Latif paused and gazed south at the walls of Copperleaf looming above them, the sentries visible, half a mile away. Seth’s up there, Latif thought. Ramon too, and maybe others I know. He ached to see them, but uppermost in his mind was the problem of getting out of Norostein. Where could they go? Claiming they’d been reassign
ed to Verelon, to the east of here, was the best they could come up with, but that would be fraught with perils, especially if Waqar was right about the army being surrounded by possessed men.
He surreptitiously lifted another quiver of arrows into the howdah, while Ashmak slipped a satchel of stolen provisions among the blankets. An officer came by and they busied themselves mending a broken piece of wickerwork until he was gone.
Then an eerie sound filled the air: a piercing wail that echoed all the way from the eastern side of the Lowertown tier, then war-horns blew and men stumbled from bedrolls, a few with frightened camp-women clinging to them, all blinking in the glare of daylight.
‘It’s the call to arms,’ Ashmak shouted. ‘Mount up – to arms, men, to arms—’
The cry was taken up on all sides. The elephant crews began preparing their howdahs, but Rani’s crew were already ready; they each took a corner of the howdah and with Ashmak’s kinesis doing the heavy lifting, got it onto Rani’s back. The elephant was flapping her trunk about fussily as they scrambled up, then Sanjeep touched her left ear and she lurched to her feet.
‘That’s efficiency, you slobs,’ Ashmak crowed to the rest as Rani swung round and headed for the north-facing exit.
With any luck we can be away before the officers notice, Latif thought hopefully. They had their route to a quieter gate already planned, and their story for the guards. Rani strode confidently under Sanjeep’s guidance, ignoring the calls of the other crews.

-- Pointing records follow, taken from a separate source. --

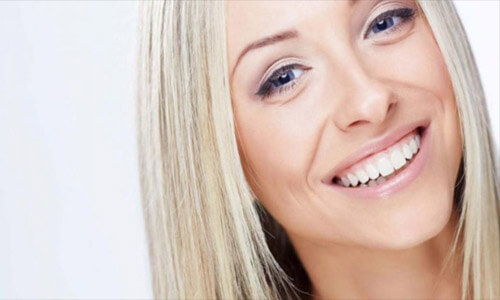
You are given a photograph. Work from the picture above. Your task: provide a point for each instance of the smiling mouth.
(382, 166)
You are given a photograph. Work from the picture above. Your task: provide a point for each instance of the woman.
(335, 149)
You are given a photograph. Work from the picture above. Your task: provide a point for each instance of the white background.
(70, 218)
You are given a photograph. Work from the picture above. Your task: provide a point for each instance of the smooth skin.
(349, 88)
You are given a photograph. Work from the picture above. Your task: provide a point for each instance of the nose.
(366, 101)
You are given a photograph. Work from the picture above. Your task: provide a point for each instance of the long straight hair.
(205, 234)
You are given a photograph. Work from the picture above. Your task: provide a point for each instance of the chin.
(414, 226)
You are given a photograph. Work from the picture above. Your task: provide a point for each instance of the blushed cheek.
(278, 142)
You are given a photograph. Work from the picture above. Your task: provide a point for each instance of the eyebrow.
(267, 41)
(273, 39)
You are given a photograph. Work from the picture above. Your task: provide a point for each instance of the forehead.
(248, 21)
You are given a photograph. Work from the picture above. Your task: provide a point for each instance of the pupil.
(384, 24)
(283, 79)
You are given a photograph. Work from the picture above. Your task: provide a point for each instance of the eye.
(390, 21)
(281, 80)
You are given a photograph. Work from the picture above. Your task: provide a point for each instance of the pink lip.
(398, 182)
(377, 145)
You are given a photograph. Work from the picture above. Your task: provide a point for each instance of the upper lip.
(376, 145)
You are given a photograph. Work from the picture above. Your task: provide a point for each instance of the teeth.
(413, 146)
(397, 159)
(407, 152)
(345, 181)
(372, 171)
(362, 176)
(352, 179)
(384, 166)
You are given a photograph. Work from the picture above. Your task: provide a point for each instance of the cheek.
(278, 142)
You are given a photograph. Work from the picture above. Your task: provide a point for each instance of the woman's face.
(326, 95)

Looking up, Latif saw roc-riders taking to the air, wings hammering as they sought lift. Skiffs were rising too, their sails billowing as they caught the wind, and all the while that dreadful wailing sound tore at the air.
It’s coming from the Eastern Road. Latif’s heart lurched. It’s like the voice of ten thousand daemons . . .
‘Hurry,’ he called down to Sanjeep. ‘Something’s happening . . .’
Officers were bawling contradictory orders from all sides. Rani broke into a trot, the howdah swaying as she tried to shoulder her way through a loose formation of Lakh spearmen all shouting to their many gods as the howling swirled around them. They were forced to haul her nose around, which had Rani trumpeting balefully.